In the article “Stories That Deliver Business Insights,” in the Winter 2014 issue of MIT Sloan Management Review, Julien Cayla, Robin Beers and Eric Arnould give an example of how ethnographic insight helped Wells Fargo Bank develop a behavior-based segmentation that divided retirement-planning approaches of its customers into three categories.

“Only a few years ago, the corporate view of retirement planning at San Francisco-based Wells Fargo Bank tended to focus on dollars and cents — how much an individual needed to invest, by when and for how many years,” write the authors. This segmentation did not account for context such as whether a person was inclined to think about long-term financial goals.

“As part of an ethnographic project commissioned by the bank, researchers had customers walk through a life timeline and recount activities they engaged in that related to retirement planning in each decade of their lives — their 20s, 30s, 40s, 50s and beyond,” write the authors. The stories showed that baby boomers faced “a complex phenomenon of continually negotiated personal travails and marketplace dynamics.”

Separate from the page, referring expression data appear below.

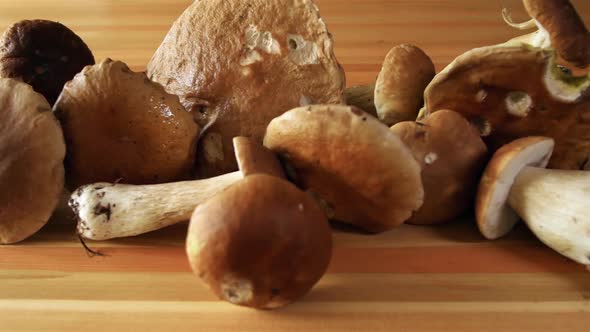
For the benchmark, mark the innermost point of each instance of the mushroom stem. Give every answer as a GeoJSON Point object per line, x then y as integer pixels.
{"type": "Point", "coordinates": [107, 211]}
{"type": "Point", "coordinates": [363, 97]}
{"type": "Point", "coordinates": [555, 206]}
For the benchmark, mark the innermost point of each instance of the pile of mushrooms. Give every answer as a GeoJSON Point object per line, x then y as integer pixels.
{"type": "Point", "coordinates": [252, 114]}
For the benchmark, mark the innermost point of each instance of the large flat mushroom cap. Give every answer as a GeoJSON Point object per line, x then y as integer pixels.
{"type": "Point", "coordinates": [494, 217]}
{"type": "Point", "coordinates": [120, 126]}
{"type": "Point", "coordinates": [360, 171]}
{"type": "Point", "coordinates": [239, 64]}
{"type": "Point", "coordinates": [32, 151]}
{"type": "Point", "coordinates": [512, 91]}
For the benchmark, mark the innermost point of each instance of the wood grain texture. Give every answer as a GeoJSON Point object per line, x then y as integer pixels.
{"type": "Point", "coordinates": [411, 279]}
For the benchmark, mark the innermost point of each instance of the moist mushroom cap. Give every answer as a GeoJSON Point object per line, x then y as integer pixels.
{"type": "Point", "coordinates": [261, 243]}
{"type": "Point", "coordinates": [32, 151]}
{"type": "Point", "coordinates": [452, 156]}
{"type": "Point", "coordinates": [510, 92]}
{"type": "Point", "coordinates": [360, 171]}
{"type": "Point", "coordinates": [120, 126]}
{"type": "Point", "coordinates": [495, 217]}
{"type": "Point", "coordinates": [44, 54]}
{"type": "Point", "coordinates": [242, 63]}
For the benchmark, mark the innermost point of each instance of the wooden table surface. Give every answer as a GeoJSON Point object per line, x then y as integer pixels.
{"type": "Point", "coordinates": [410, 279]}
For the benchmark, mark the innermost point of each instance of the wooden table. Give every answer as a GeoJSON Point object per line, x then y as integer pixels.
{"type": "Point", "coordinates": [410, 279]}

As a result of what they heard, the Wells Fargo team reworked how they think of customers. The bank developed a behavior-based segmentation that divided retirement approaches into three groups — Reactor, Pooler and Maximizer. These groups represented how people felt about and addressed retirement planning: Reactors are stuck in the now; Poolers tackle financial goals one at a time and tend to be risk averse; and Maximizers, the smallest group, think strategically and are willing to make their money work for them. The bank discovered that the category people are in emerges when they are in their 20s or earlier, and is influenced by how many resources they have available and by their general financial savvy.

“This deceptively simple model transformed the way Wells Fargo executives thought about customers’ retirement planning,” write the authors. “The management team grasped that the language of Maximizers (which is closest to the language of bankers) would not resonate with Poolers, who were the largest and probably best-suited target for the company.”

As a result, the bank adjusted its marketing strategy and “designed its retirement planning site to include the various life stages used in the ethnographic research to convey the message ‘we meet you where you are’ and provide relevant, unintimidating guidance — as opposed to producing numbers-dense material filled with endless financial projections.”

In both tone and content, “the overall research result was a more nuanced view of how the interplay between the personal, social and cultural affects people’s vision of retirement planning.”

For more about how companies are using ethnography to better understand the true needs of customers, read the full article.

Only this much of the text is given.